It’s not unusual to see dads coaching their sons and daughters. What is unusual is a son coaching his dad. Rarer still is the opportunity for the duo to compete on an international level among the world’s oldest athletes.
SLIPPERY ROCK, Pa. – It’s not unusual to see dads coaching their sons and daughters. What is unusual is a son coaching his dad. Rarer still is the opportunity for the duo to compete on an international level among the world’s oldest athletes.
Istvan Kovacs, a Slippery Rock University assistant professor of physical and health education, experienced that rarest of coaching opportunities when he coached his 90-year-old father — yes, 90 — at the World Masters Athletics Track and Field Championships, Sept. 4-16, in Malaga, Spain.
“He was my coach in high school and now I’m trying to return the favor,” said Kovacs, who cracked a smile when reflecting on the role reversal. “We are having fun.”
Kovacs excelled at track and field while growing up in Hungary, holding a junior national record in the triple jump, before becoming a successful college coach, training the top national jumpers for 12 years at the University of Physical Education in Budapest. His father, also named Istvan Kovacs, was a physical education teacher at Ferenc Erkel High School in Gyula, Hungary, where he mentored his son in track and field.

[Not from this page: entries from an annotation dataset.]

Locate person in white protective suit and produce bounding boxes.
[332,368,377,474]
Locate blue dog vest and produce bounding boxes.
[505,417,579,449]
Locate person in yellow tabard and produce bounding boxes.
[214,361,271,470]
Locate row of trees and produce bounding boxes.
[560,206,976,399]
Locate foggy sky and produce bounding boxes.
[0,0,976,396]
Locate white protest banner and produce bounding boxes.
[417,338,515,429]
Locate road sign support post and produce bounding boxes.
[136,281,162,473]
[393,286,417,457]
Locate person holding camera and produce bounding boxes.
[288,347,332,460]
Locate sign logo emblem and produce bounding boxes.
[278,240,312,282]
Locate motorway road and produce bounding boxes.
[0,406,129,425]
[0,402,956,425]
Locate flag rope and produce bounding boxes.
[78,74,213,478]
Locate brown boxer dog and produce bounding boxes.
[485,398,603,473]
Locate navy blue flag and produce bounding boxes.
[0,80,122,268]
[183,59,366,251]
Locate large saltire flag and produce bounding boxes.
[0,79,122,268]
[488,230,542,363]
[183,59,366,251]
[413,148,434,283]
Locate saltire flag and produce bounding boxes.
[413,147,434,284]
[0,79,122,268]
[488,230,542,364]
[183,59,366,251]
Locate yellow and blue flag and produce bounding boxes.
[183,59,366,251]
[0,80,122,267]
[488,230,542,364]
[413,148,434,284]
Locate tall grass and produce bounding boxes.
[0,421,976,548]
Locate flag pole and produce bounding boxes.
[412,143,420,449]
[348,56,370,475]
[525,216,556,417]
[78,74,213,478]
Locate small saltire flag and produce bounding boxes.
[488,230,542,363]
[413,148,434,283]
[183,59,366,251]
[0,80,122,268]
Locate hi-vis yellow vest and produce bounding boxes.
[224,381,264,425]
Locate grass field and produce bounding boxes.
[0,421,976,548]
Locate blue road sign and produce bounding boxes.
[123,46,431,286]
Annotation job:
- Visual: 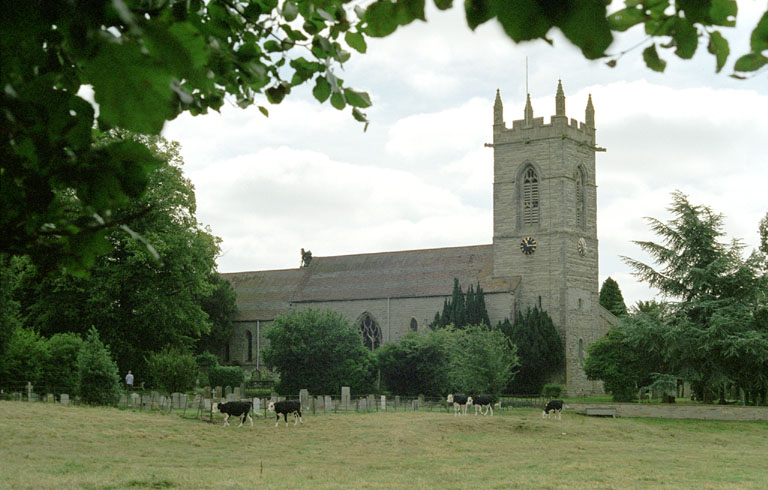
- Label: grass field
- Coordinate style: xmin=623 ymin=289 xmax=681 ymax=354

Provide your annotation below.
xmin=0 ymin=402 xmax=768 ymax=490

The elder Kovacs has long since retired and his son is now an American citizen, teaching physical and health education at SRU for the last 15 years. The younger Kovacs, 51, makes it back to Hungary at least once every other year and he still keeps ties to the track and field community in his native country.
As fate would have it, the World Master Athletes championships, which attracts more than 8,000 athletes ages 35 and older, also happens every two years. So Kovacs decided to leverage his knowledge of track and field and his English skills and volunteered to support – there are no designated coaches – several of the 48 Hungarian compatriots, including his own patriarch.
“I had to apply different methods than coaching young athletes,” Kovacs said. “All these (senior) athletes are intrinsically motivated; their motivation comes from within. They are very self-conscious of how to jump, their technique, how to warm-up and what to do between attempts. They’ve been doing this for decades, so I don’t have to give as much advice, but there’s always a need for feedback. When they are jumping, they don’t see themselves from the outside. There are reference points and markers during the movement that they need to know, like (for high jumpers) how far the takeoff is from the bar.”
Kovacs’ father placed in three events, taking bronze in both the triple jump and high jump and fourth in the weight throw. Athletes compete in age groups divided in five-year increments. There were only about a half dozen competitors for the events in his father’s 90-95 age group and only 10 for the entire event.
“He’s now the young guy in his category,” Kovacs said with a laugh.
According to Kovacs, the celebrities at the event were the two centenarians, Giuseppe Ottaviani, 102, of Italy, a long jumper in the men’s 100-and-older age “group,” and Man Kaur of India, 101, the only 100-and-older female entrant in the javelin. Kovacs said a goal for many competitors is to live to 100 and run the 100 meters.
“It’s amazing,” said Kovacs, who marveled at what he learned from talking to competitors from all over world. “They are very good at goal-setting. They have goals for the season, for next year, for five years from now. Through sports, they find motivation. That gives them purpose and happiness in life, at least for the physical aspect of life.”
After Kovacs’ father retired from teaching, he started training and remained active, going for a walk before breakfast, gardening and meeting friends at the local track, eventually starting a club.
“I could see the health benefits when he started again,” Kovacs said. “When he was 70, he looked better than when he was 50.”
His improved health is a credit to less stress from work and more time for physical activity, but also his father’s commitment to a structured lifestyle and refusal to spend his retirement years relaxing, something that Kovacs learned from the other WMA competitors.
“These people don’t think like that; they don’t go to work (anymore) but they are busy,” Kovacs said. “They have a plan for each day that keeps them sharp mentally because each of them is fit physically, mentally, socially, emotionally … in all aspects of wellness and life.”
To hear Kovacs’ admiration for his father and the other competitors, the father-son dynamic is still intact despite the role reversal of coach and athlete, and the way his father is moving on to his next goal the way a young man with a lifetime ahead of him would.
Not to dwell on his accomplishment, Kovacs’ father was ready to throw away the bib number he wore at the WMA Championships. His son asked for the memento instead, and it’s now proudly displayed on his office wall a world away at SRU.
“I’m amazed at how he’s 90 and he’s still going,” Kovacs said.